Approved agents can stay inside granted scopes and still:
Pull far more data than expected because the agent decided more context will help.
Chain through tools so effective privilege becomes the union of multiple identities.
Route output to a destination nobody modeled.
Drift over time as prompts, models, tools, retrieval, and workflows evolve.
That is the mismatch at the core: identity and entitlements approve access, but they cannot, by themselves, tell whether the behavior stayed on purpose.
So the real production question becomes:
How do you detect and contain behavioral drift fast enough that authorized does not become acceptable?
Six primitives that make drift measurable
For the loop to work, governance and runtime evidence need a shared vocabulary. These six primitives cover almost every agent incident worth caring about:
Actor: the full attribution chain, triggering user or workflow, orchestrator, delegated identity, credential used.
Tool: SaaS integration, connector, MCP server, internal service, database client.
Action: query, export, write, share, upload, send, grant.
Data: class plus volume and breadth.
Destination: where data moved next, internal system, bucket, external endpoint, another agent.

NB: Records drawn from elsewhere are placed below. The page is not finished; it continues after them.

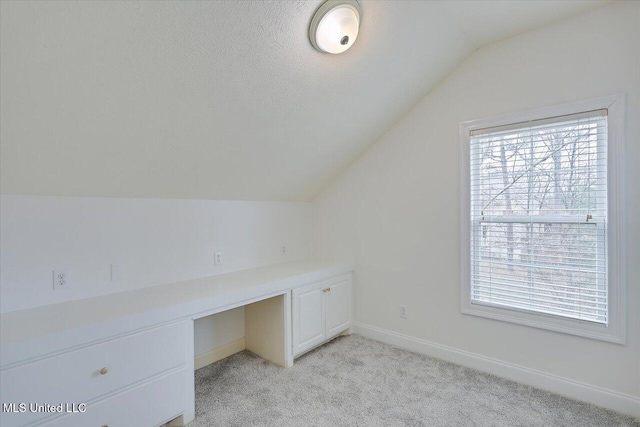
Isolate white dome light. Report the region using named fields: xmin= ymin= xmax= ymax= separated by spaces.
xmin=309 ymin=0 xmax=362 ymax=54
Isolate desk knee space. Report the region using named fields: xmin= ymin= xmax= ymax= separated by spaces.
xmin=244 ymin=292 xmax=293 ymax=367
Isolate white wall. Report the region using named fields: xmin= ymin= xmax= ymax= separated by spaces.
xmin=314 ymin=2 xmax=640 ymax=402
xmin=0 ymin=195 xmax=313 ymax=354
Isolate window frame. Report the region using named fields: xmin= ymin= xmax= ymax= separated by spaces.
xmin=459 ymin=94 xmax=626 ymax=344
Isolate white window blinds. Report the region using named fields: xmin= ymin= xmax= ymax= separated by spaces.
xmin=470 ymin=110 xmax=608 ymax=324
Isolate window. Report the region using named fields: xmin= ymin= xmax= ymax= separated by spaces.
xmin=460 ymin=97 xmax=624 ymax=342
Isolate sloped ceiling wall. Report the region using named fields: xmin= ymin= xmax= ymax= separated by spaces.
xmin=0 ymin=0 xmax=605 ymax=200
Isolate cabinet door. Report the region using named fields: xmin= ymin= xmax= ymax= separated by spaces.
xmin=326 ymin=276 xmax=351 ymax=338
xmin=292 ymin=283 xmax=325 ymax=356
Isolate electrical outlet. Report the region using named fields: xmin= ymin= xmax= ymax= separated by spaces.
xmin=53 ymin=270 xmax=71 ymax=291
xmin=111 ymin=264 xmax=124 ymax=282
xmin=400 ymin=305 xmax=409 ymax=319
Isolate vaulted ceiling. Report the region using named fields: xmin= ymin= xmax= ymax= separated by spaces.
xmin=0 ymin=0 xmax=606 ymax=200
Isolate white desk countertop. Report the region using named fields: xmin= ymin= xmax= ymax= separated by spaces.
xmin=0 ymin=259 xmax=353 ymax=369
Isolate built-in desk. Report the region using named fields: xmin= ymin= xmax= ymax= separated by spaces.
xmin=0 ymin=260 xmax=353 ymax=427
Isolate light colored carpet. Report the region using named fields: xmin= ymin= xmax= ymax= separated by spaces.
xmin=189 ymin=335 xmax=640 ymax=427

Purpose: why the agent took the action. Same query, same scope, entirely different risk depending on intent. Purpose is inferred partly from governance context, what the agent is designed to do, and partly from runtime context, whether this sequence matches the agent’s established pattern. When purpose cannot be inferred with confidence, that itself is a signal worth escalating.
Two quick tests:
If you cannot populate destination, you will struggle to reason about data loss.

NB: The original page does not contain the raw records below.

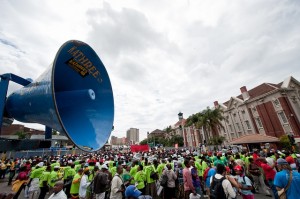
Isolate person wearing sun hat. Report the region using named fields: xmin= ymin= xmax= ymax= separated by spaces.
xmin=125 ymin=185 xmax=152 ymax=199
xmin=274 ymin=158 xmax=300 ymax=199
xmin=234 ymin=165 xmax=254 ymax=199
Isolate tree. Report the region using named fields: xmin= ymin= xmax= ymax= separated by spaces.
xmin=186 ymin=107 xmax=225 ymax=143
xmin=166 ymin=135 xmax=183 ymax=147
xmin=15 ymin=131 xmax=27 ymax=140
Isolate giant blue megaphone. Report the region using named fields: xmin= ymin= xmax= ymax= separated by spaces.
xmin=1 ymin=40 xmax=114 ymax=151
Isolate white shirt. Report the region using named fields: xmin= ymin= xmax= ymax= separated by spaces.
xmin=210 ymin=173 xmax=236 ymax=199
xmin=110 ymin=173 xmax=123 ymax=199
xmin=48 ymin=190 xmax=67 ymax=199
xmin=79 ymin=175 xmax=91 ymax=198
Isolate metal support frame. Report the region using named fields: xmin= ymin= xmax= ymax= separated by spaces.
xmin=0 ymin=73 xmax=52 ymax=139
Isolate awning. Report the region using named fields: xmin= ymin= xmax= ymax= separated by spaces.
xmin=229 ymin=134 xmax=279 ymax=144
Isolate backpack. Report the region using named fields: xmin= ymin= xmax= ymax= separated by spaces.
xmin=209 ymin=176 xmax=227 ymax=199
xmin=160 ymin=174 xmax=168 ymax=187
xmin=243 ymin=176 xmax=256 ymax=193
xmin=203 ymin=167 xmax=210 ymax=181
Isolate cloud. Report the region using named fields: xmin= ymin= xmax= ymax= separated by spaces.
xmin=0 ymin=0 xmax=300 ymax=142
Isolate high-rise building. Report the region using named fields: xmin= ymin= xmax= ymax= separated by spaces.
xmin=126 ymin=128 xmax=140 ymax=144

If you cannot populate owner and purpose, your alerts will be noisy and hard to act on.
Controls that survive non determinism
Rigid allow or deny rules either break workflows or get bypassed. The controls that work in practice allow flexibility but cap blast radius.
Data budgets
Define how much per session, per task, per day. Budgets do not require predicting behavior. They require metering it.
Destination constraints for sensitive classes
Most incidents become incidents at the destination. If sensitive data can only flow to approved destinations, you reduce worst case outcomes even when behavior is unexpected.

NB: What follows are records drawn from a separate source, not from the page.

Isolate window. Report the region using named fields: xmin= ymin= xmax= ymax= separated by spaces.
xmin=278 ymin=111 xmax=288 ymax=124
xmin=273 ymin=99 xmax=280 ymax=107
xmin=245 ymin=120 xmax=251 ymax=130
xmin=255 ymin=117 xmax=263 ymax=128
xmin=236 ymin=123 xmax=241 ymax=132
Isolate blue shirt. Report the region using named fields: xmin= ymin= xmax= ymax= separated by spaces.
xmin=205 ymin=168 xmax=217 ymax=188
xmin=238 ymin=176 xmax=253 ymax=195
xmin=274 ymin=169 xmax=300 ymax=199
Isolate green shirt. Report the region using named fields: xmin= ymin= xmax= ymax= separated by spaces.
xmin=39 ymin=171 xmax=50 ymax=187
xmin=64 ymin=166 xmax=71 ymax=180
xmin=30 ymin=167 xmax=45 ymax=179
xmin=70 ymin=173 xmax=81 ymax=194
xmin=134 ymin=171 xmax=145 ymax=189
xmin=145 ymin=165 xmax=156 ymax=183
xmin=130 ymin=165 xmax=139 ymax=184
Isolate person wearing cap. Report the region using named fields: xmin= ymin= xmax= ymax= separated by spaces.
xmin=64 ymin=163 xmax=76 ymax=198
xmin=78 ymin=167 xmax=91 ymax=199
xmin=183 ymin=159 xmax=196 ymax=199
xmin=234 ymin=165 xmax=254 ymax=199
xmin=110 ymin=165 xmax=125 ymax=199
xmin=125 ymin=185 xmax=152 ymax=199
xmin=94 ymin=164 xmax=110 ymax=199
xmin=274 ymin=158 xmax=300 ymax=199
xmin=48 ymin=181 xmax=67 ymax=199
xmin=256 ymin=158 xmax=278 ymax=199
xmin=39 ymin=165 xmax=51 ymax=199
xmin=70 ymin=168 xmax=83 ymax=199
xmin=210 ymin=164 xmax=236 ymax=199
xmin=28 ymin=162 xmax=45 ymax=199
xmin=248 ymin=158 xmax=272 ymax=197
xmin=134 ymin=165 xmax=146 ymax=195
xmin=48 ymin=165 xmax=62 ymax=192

Step up on high risk transitions
Add adaptive friction at the moments drift begins: first time sensitive access, sudden jumps in volume, first time external destination, first time tool invocation.
Novelty as a first class signal
New dataset, new tool, new destination, new time window. Treat novelty as review worthy by default, not logged for later.
A rollout that does not turn into a six month program
If you try to secure all agents, you will stall. A more reliable path:
Start with agents touching sensitive systems.
Deploy runtime observation early to discover what is actually running, including untracked agent workloads that never showed up in governance. You also need enough behavioral data to baseline normal before writing meaningful policies.
Get ownership and purpose right, then define contracts for the highest risk agents first.
Enforce one or two controls that cap worst case outcomes. Data budgets and destination constraints are usually the least controversial.
Keep novelty and drift policies in review mode until tuned.
The goal is not perfect modeling. The goal is fast containment of drift.
A quick sanity check
If an agent goes weird at 2:13am tonight:
How quickly can you answer what did it touch, and where did it send it?
Can you explain who owns it and what it was supposed to do?
Can your system respond fast, without log archaeology?
If those answers are fuzzy, you do not have an agent security system yet. You have partial visibility.
Discovery gets you inventory. Governance sets intent. Runtime evidence contains drift. The teams that do this well close the loop: define the contract, collect proof, contain drift, and learn fast.
And here is the part most teams miss:
Identity without runtime proof is governance theater.
Runtime proof without governance context is noise.
Disclaimer: I’m CEO of Aurva, an AI security company focused on runtime visibility for agentic systems. These views are based on my experience building AI systems at Meta and working with security teams deploying agents in production.